Tahun 1998 menjadi salah satu periode paling gelap dalam sejarah bangsa Indonesia, khususnya bagi mereka yang tinggal di Jakarta. Setelah berakhirnya era Orde Baru dan kepemimpinan Presiden Soeharto, negara ini jatuh ke dalam masa ketidakstabilan politik dan kehancuran ekonomi akibat Krisis Finansial Asia. Perselisihan antar-etnis dan antar-agama yang sebelumnya ditekan selama masa Orde Baru mulai mencuat ke permukaan. Enam bulan setelah terjadinya Kerusuhan Mei 1998 yang diwarnai berbagai kasus kekerasan terhadap komunitas etnis Tionghoa, sebuah insiden kerusuhan kembali terjadi di Jakarta Pusat, yang kemudian dikenal sebagai Peristiwa Kerusuhan Ketapang. Diberitakan bahwa kejadian ini bermula dari bentrokan antara pihak keamanan sebuah diskotek (yang kabarnya dimiliki oleh warga Indonesia keturunan Tionghoa) dan sekelompok pemuda Muslim setempat.

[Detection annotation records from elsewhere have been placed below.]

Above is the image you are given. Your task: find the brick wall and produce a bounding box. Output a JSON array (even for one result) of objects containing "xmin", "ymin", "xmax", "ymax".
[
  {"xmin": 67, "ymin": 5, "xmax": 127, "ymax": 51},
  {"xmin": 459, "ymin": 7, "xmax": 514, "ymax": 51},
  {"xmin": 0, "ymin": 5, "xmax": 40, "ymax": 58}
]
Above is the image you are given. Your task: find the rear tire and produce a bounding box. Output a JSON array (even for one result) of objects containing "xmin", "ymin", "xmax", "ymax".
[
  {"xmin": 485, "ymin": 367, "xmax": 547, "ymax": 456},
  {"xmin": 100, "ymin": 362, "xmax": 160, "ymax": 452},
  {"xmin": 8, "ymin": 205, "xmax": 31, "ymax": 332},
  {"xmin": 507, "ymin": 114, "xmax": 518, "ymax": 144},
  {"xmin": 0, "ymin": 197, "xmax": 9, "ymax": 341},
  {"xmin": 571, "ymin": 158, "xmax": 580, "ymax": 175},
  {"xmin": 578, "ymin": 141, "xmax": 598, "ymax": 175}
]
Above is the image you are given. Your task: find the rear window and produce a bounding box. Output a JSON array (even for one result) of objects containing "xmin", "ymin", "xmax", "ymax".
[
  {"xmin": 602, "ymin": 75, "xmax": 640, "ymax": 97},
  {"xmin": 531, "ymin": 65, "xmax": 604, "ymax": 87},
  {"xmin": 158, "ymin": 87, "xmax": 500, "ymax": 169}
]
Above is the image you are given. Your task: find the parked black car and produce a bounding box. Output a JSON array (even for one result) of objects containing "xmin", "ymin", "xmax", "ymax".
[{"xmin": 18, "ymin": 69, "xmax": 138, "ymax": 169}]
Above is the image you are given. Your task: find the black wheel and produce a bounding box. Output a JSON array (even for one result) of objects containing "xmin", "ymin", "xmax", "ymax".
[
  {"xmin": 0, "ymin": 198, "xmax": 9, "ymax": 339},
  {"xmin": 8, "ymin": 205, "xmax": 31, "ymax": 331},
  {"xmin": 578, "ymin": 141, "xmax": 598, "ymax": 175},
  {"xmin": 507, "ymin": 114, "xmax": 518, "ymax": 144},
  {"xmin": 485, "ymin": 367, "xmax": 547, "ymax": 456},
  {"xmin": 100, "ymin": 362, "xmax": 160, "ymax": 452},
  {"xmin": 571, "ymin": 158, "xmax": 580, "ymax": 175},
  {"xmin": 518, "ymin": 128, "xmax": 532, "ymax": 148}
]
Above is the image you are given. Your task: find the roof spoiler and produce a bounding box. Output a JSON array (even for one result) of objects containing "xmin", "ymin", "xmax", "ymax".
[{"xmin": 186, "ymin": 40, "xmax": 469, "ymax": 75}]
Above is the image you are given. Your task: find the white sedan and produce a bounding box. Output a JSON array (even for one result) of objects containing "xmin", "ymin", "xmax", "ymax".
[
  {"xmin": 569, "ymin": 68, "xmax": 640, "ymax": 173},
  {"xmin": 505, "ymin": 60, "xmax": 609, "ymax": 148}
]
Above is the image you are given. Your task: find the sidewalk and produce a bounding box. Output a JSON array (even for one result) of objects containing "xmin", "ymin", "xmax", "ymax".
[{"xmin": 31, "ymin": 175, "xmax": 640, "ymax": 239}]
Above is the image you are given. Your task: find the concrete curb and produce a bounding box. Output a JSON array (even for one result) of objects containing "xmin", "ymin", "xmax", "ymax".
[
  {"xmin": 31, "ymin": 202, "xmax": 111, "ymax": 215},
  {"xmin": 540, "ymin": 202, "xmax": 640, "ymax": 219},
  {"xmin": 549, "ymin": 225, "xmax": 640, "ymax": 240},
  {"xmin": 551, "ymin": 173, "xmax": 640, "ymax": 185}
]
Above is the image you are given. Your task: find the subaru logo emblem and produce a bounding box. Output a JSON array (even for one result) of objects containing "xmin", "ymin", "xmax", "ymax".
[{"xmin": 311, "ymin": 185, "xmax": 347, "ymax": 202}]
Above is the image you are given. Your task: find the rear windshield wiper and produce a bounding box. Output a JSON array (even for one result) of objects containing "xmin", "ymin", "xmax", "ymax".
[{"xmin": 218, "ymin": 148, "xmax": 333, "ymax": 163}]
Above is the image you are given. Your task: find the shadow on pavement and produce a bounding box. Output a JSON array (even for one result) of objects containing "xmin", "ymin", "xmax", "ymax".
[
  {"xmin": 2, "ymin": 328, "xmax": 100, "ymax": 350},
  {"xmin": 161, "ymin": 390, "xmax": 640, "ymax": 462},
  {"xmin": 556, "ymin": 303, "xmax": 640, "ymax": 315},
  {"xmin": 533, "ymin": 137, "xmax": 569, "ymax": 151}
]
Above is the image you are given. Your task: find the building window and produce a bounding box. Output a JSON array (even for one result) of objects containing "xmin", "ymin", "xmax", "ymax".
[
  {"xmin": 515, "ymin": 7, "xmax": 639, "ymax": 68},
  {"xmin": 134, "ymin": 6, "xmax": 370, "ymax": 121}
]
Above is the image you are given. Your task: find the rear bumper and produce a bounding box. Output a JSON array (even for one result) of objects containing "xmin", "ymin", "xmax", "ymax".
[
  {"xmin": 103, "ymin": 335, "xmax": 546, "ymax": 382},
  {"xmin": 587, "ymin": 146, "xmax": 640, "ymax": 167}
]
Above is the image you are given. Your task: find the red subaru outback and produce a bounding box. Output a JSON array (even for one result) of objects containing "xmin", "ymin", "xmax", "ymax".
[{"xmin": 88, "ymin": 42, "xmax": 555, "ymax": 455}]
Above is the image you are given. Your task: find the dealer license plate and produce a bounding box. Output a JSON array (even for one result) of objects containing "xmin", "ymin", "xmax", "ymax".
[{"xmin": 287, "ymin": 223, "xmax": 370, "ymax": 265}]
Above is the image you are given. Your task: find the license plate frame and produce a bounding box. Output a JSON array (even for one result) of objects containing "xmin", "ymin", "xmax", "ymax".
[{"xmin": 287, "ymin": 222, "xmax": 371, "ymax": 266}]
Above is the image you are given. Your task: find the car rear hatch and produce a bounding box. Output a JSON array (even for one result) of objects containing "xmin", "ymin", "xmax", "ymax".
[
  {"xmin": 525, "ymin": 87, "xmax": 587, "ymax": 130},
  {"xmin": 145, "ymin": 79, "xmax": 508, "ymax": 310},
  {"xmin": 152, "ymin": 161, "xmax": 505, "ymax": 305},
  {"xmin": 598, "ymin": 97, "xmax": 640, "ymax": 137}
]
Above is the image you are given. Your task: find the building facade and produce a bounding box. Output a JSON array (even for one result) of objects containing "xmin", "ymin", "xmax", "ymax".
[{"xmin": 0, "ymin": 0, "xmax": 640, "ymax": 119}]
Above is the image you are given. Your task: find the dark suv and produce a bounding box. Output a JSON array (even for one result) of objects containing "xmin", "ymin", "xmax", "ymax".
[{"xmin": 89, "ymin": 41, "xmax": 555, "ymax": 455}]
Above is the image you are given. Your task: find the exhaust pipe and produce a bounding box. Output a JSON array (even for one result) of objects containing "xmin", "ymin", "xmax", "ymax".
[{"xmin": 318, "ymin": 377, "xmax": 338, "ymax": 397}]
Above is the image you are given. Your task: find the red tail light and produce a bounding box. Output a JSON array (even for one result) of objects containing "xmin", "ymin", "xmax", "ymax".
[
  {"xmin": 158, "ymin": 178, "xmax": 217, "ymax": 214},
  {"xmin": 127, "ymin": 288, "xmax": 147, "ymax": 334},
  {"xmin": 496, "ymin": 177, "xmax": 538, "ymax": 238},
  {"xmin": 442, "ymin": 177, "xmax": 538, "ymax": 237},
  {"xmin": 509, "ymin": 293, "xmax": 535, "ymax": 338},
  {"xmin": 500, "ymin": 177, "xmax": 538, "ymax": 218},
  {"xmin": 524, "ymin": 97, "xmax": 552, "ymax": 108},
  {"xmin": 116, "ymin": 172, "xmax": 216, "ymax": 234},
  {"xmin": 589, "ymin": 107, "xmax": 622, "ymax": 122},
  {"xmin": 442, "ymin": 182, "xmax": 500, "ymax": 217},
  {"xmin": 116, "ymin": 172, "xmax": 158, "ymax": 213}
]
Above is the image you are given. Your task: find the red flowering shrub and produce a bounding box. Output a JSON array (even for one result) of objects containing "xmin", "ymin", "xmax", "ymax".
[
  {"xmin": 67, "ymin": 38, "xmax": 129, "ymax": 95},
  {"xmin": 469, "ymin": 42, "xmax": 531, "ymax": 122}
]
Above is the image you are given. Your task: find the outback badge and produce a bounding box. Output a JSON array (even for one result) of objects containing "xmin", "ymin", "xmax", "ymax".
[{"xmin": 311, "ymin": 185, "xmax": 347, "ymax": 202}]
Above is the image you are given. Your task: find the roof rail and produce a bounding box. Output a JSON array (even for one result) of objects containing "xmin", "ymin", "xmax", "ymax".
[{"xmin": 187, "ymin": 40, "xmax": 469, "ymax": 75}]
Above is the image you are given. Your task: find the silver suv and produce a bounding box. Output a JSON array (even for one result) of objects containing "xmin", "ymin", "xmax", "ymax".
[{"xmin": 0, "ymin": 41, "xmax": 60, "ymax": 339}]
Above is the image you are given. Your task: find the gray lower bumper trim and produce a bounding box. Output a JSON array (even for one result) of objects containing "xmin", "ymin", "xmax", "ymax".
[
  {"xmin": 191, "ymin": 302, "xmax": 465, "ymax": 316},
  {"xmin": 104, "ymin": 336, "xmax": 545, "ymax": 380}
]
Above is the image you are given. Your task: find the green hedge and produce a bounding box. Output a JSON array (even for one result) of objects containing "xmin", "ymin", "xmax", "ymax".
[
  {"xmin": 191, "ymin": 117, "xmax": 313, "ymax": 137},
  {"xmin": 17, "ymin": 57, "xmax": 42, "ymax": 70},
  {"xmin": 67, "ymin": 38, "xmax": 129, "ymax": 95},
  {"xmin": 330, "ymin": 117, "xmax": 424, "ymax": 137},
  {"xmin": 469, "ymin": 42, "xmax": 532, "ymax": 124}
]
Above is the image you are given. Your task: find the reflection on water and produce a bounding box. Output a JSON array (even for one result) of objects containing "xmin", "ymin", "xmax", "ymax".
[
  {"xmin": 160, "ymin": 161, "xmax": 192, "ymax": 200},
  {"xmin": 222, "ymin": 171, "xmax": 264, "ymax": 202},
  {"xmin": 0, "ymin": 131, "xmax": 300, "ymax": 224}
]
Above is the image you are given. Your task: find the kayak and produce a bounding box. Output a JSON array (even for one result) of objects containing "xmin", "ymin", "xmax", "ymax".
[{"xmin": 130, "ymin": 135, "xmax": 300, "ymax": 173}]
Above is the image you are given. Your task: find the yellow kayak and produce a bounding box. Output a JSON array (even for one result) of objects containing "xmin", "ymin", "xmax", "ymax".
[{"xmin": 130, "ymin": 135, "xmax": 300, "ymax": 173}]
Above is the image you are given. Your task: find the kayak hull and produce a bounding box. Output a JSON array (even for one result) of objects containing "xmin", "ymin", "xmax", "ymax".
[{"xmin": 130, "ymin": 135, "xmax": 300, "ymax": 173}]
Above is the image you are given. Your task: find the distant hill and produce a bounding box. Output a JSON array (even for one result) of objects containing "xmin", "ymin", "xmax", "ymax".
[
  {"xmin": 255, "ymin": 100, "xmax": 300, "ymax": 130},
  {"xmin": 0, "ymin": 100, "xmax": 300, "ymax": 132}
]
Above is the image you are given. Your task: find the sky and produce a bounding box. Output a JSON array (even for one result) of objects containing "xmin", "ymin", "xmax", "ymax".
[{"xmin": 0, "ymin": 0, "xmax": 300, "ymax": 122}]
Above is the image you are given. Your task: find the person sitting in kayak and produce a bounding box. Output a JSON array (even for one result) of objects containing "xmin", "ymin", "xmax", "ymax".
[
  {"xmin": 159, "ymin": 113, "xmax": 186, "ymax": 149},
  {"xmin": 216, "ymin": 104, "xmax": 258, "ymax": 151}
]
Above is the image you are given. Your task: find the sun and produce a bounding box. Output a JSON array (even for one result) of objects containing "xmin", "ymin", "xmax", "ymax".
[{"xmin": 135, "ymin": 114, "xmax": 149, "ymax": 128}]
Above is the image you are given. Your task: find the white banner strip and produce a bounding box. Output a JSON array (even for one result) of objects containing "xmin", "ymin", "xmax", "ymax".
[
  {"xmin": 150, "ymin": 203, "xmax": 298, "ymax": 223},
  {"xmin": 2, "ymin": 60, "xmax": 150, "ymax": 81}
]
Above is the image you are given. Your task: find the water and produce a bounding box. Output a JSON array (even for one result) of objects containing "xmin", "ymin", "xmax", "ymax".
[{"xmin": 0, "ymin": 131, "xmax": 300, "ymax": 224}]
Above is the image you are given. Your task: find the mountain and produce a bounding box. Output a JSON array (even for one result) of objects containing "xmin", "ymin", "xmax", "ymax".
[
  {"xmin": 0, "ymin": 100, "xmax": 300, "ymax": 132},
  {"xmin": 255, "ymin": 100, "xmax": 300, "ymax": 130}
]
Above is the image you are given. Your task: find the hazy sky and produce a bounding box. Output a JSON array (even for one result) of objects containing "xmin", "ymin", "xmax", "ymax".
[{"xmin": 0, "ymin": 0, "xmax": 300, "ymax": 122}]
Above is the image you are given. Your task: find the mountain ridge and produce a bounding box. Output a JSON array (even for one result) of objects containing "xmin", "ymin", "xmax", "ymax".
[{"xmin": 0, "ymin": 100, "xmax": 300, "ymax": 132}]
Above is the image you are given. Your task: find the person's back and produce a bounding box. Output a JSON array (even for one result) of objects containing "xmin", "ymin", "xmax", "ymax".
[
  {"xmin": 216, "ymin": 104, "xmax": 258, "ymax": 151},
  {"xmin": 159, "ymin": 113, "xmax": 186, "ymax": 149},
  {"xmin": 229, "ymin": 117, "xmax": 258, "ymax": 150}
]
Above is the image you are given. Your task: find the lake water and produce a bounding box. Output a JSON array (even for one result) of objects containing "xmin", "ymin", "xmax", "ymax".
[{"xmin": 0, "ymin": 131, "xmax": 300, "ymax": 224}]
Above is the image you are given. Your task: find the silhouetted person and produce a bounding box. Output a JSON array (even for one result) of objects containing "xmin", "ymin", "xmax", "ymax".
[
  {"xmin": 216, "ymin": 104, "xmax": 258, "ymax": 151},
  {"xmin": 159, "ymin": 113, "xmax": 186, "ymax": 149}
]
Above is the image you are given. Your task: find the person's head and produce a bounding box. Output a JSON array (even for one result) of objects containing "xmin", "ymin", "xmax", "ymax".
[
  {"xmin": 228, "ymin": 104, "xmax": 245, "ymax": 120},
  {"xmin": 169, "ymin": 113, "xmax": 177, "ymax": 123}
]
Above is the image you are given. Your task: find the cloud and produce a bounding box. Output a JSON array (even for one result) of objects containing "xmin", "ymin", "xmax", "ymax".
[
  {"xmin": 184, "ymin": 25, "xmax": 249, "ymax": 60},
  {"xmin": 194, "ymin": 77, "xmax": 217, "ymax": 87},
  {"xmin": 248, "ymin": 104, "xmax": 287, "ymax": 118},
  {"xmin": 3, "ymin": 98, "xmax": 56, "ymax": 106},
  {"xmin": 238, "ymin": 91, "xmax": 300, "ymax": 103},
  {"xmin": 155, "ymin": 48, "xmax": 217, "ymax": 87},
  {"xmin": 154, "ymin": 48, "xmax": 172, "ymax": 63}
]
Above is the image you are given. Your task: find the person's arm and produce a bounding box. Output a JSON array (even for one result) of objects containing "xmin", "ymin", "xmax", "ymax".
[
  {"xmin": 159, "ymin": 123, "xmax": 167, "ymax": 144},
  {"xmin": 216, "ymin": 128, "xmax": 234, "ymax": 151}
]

Namun, bentrokan ini dengan cepat meluas menjadi gerakan massa pada keesokan harinya. Dalam kerusuhan tersebut, beberapa rumah, tempat usaha, dan gereja—terutama di kawasan Ketapang dan Jalan KH Hasyim Ashari—menjadi sasaran pengrusakan. Paroki Kemakmuran menjadi salah satu korbannya; bangku-bangku gereja dan buku-buku dibakar di jalan, sementara beberapa kendaraan bermotor di halaman gereja juga dirusak. Walaupun kerusuhan ini berlangsung singkat, dampaknya sangat besar, baik secara material maupun emosional bagi paroki dan umatnya. Semangat kasih, ketegaran, dan iman yang sejak awal mengilhami pendirian paroki di bawah lindungan Bunda Hati Kudus kini harus bangkit kembali—menjadi simbol pemulihan, persatuan, dan harapan di tengah kota yang sangat membutuhkan semangat rekonsiliasi.

Gambaran Keluarga Kudus: Maria dan Yosef masing-masing menggendong Kanak-kanak Yesus

Meskipun telah direnovasi pada tahun 2018, detail warisan seperti ini tetap terjaga

Setelah peristiwa Kerusuhan Ketapang, Gereja Bunda Hati Kudus mengalami berbagai kerusakan, dengan beberapa laporan menyebutkan bahwa sekitar 60% bagian dalam gereja rusak, termasuk bangku dan berbagai perabotan liturgi lainnya. Meskipun tingkat kerusakannya cukup besar, komunitas paroki ini menunjukkan ketegaran yang luar biasa. Gereja segera menjalani renovasi untuk mengembalikan fungsinya sebagai tempat ibadah yang nyaman bagi umatnya. Walaupun tidak tersedia informasi rinci mengenai proses pemulihan pasca-kerusuhan tersebut, gereja ini pada akhirnya berhasil kembali melayani umat parokinya. Pada tahun 2018, gereja kembali menjalani proyek renovasi, kali ini berfokus pada penguatan tiang penyangga, peningkatan sistem pencahayaan, dan perbaikan langit-langit gereja. Proyek ini dikerjakan oleh firma arsitektur SK+ Architecture and Design, dengan arsitek Leo Sumiko sebagai pengawas proyek. Renovasi ini bertujuan untuk memperbarui interior gereja agar dapat lebih mendukung kegiatan liturgi dan meningkatkan kenyamanan umat selama peribadatan. Gua Maria Bunda Hati Kudus dapat ditemui di samping bangunan utama gereja, dan tak jauh dari sana terdapat pula patung serta doa kepada Santo Peregrinus Laziosi, yang digambarkan dengan luka pada salah satu kakinya. Santo Peregrinus dikenal sebagai pelindung mereka yang menderita penyakit kanker, AIDS, maupun penyakit berat lainnya.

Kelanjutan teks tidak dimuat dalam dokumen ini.